For Tory Burch, another women’s lifestyle brand, the persona of their brand started as the persona of Tory Burch, the founder, herself. Burch is one of those rare corporate leaders who personally represents her company on social media. A social media team supplements Burch’s posts and tweets, of course, but all communications are in the persona of Burch herself and use her brand voice. Not every entrepreneur embodies the personality of his or her brand, though, and the voice you chose for your brand must resonate with your audience.
How Do I Activate a Brand Voice?
An activated brand voice is one that is understood and agreed to by internal stakeholders, that appears in communications with your target audience, and that is able to be duplicated by any reasonably qualified communicator. The best way to begin to activate a brand voice is to create examples for each persona trait you’ve chosen that illustrate what that trait looks like when translated into communication and what it doesn’t. You can use the examples to gain the agreement of internal stakeholders and to help communicators who are expected to use the brand voice better understand the parameters they must operate within.
Here’s an example for one persona trait for an imaginary history podcast.
Persona Trait: Intelligent
Explanation: Went to grad school to study history even though that’s not necessarily the work he does for a living. Not pedantic or a show-off. Likes to share his knowledge because that means his friends can enjoy the nuances of a topic as much as he does.

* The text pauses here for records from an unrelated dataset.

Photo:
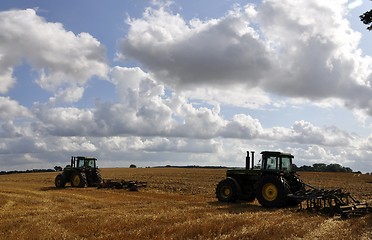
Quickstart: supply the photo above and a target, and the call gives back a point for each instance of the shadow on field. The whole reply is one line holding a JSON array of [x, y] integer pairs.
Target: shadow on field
[[53, 188], [240, 207]]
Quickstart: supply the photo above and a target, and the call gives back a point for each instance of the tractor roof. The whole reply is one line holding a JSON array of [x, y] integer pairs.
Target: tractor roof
[[273, 153], [87, 158]]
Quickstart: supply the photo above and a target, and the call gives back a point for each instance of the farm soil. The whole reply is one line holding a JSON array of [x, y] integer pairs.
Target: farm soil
[[177, 204]]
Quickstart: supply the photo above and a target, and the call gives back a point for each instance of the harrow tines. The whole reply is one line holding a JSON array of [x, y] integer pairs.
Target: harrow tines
[[331, 202]]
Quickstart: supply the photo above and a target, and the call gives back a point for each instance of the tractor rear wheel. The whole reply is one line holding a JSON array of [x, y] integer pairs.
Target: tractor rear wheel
[[272, 191], [226, 191], [60, 181], [79, 179]]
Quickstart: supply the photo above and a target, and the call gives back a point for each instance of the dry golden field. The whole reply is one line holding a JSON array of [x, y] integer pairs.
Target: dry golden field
[[177, 204]]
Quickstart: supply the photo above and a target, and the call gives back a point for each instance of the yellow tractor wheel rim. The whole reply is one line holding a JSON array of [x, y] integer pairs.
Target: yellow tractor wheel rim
[[269, 192], [226, 192], [76, 180]]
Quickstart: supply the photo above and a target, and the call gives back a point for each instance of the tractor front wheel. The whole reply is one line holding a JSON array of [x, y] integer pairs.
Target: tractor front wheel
[[226, 191], [79, 179], [60, 181], [272, 191]]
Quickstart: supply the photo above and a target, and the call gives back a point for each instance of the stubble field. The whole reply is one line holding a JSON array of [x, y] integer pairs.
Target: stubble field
[[177, 204]]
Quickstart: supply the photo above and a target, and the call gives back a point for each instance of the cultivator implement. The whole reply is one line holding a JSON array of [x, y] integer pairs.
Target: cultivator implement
[[122, 184], [331, 202]]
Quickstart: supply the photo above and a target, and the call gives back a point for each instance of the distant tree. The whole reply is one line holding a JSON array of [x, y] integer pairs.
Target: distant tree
[[319, 167], [366, 18]]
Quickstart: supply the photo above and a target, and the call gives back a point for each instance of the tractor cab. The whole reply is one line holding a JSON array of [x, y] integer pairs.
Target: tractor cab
[[83, 162], [276, 161]]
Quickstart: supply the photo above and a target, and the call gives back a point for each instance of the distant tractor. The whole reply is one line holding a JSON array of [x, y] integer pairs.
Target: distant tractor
[[270, 184], [82, 172]]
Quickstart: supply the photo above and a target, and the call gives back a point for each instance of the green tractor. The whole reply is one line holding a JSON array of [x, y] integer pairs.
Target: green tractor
[[270, 184], [83, 172]]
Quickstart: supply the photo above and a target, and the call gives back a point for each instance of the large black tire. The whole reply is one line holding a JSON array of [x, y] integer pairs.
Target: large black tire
[[227, 191], [272, 191], [99, 176], [79, 179], [60, 181]]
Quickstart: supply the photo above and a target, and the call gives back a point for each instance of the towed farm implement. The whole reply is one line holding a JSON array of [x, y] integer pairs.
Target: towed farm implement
[[84, 172], [275, 184]]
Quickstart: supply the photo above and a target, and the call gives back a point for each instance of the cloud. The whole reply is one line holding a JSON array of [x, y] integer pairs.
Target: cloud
[[197, 52], [62, 59], [10, 109], [303, 50]]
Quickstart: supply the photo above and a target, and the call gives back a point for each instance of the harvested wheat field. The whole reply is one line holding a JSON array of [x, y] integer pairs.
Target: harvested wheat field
[[177, 204]]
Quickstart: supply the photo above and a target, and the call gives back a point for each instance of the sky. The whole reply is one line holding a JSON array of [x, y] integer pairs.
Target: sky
[[184, 82]]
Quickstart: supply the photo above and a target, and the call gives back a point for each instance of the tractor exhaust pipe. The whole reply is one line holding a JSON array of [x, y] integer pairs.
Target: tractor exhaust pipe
[[252, 152], [247, 161]]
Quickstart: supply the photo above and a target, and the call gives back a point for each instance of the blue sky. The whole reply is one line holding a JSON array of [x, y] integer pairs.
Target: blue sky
[[184, 82]]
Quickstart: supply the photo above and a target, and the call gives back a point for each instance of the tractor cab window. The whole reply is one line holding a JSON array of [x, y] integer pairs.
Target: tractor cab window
[[81, 163], [271, 163], [91, 163], [286, 164]]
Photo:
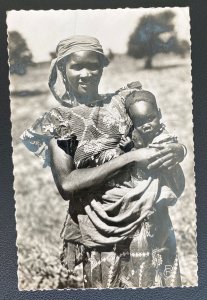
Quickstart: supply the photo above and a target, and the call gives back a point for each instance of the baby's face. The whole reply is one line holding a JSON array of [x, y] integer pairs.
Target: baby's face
[[145, 118]]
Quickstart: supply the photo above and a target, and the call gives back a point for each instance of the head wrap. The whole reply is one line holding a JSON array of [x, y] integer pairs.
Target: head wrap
[[65, 48]]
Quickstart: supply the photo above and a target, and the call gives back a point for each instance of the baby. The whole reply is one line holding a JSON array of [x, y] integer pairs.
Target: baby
[[135, 193]]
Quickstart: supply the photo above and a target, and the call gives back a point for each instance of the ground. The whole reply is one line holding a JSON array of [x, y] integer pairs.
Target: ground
[[40, 211]]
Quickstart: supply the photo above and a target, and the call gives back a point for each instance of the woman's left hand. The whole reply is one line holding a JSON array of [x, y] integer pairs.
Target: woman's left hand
[[168, 156]]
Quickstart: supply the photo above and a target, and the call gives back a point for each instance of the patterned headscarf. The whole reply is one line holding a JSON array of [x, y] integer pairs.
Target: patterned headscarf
[[65, 48]]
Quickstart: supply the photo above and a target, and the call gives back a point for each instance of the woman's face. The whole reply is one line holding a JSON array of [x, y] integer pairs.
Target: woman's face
[[83, 73]]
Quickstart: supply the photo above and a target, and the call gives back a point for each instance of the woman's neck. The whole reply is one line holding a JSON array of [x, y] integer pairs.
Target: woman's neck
[[88, 100]]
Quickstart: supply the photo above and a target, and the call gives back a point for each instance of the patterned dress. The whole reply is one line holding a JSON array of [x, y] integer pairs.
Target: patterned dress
[[119, 242]]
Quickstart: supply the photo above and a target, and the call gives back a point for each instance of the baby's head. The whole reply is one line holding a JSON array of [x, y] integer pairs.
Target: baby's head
[[144, 113]]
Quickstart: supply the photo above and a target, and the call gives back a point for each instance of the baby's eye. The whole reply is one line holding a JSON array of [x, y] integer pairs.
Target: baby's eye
[[150, 119], [76, 67]]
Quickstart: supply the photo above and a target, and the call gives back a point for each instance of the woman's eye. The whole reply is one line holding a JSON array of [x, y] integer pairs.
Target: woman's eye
[[76, 67]]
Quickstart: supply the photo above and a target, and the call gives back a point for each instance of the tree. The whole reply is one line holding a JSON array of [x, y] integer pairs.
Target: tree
[[155, 34], [20, 57]]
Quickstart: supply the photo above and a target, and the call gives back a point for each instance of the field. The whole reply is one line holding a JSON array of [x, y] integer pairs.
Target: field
[[40, 211]]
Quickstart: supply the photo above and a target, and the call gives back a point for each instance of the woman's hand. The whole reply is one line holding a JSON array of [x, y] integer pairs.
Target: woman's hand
[[168, 156]]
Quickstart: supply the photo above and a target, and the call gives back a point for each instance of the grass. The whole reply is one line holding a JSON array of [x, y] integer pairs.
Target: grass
[[40, 211]]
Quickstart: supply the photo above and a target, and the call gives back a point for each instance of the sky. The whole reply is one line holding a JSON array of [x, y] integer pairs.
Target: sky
[[44, 29]]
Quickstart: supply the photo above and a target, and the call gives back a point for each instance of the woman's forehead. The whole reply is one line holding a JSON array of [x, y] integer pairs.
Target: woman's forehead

On-Brand Example: Greg Knight shares the most interesting parts of history with you. You’ll learn the real reason Rome fell and how George Washington was nearly made a king. Our episodes come in easy-to-digest 15-minute segments—perfect for your commute or work-out.
Off-Brand Example: For more than 40 years, Professor Knight has inspired the minds that inspired the world. Listen as his short weekly lectures illuminate the far reaches of history, bringing new critical understanding to your perception of the past.
Harnessing a consistent brand voice can be challenging, but it is also one of the most effective ways to build a strong emotional connection to your audience.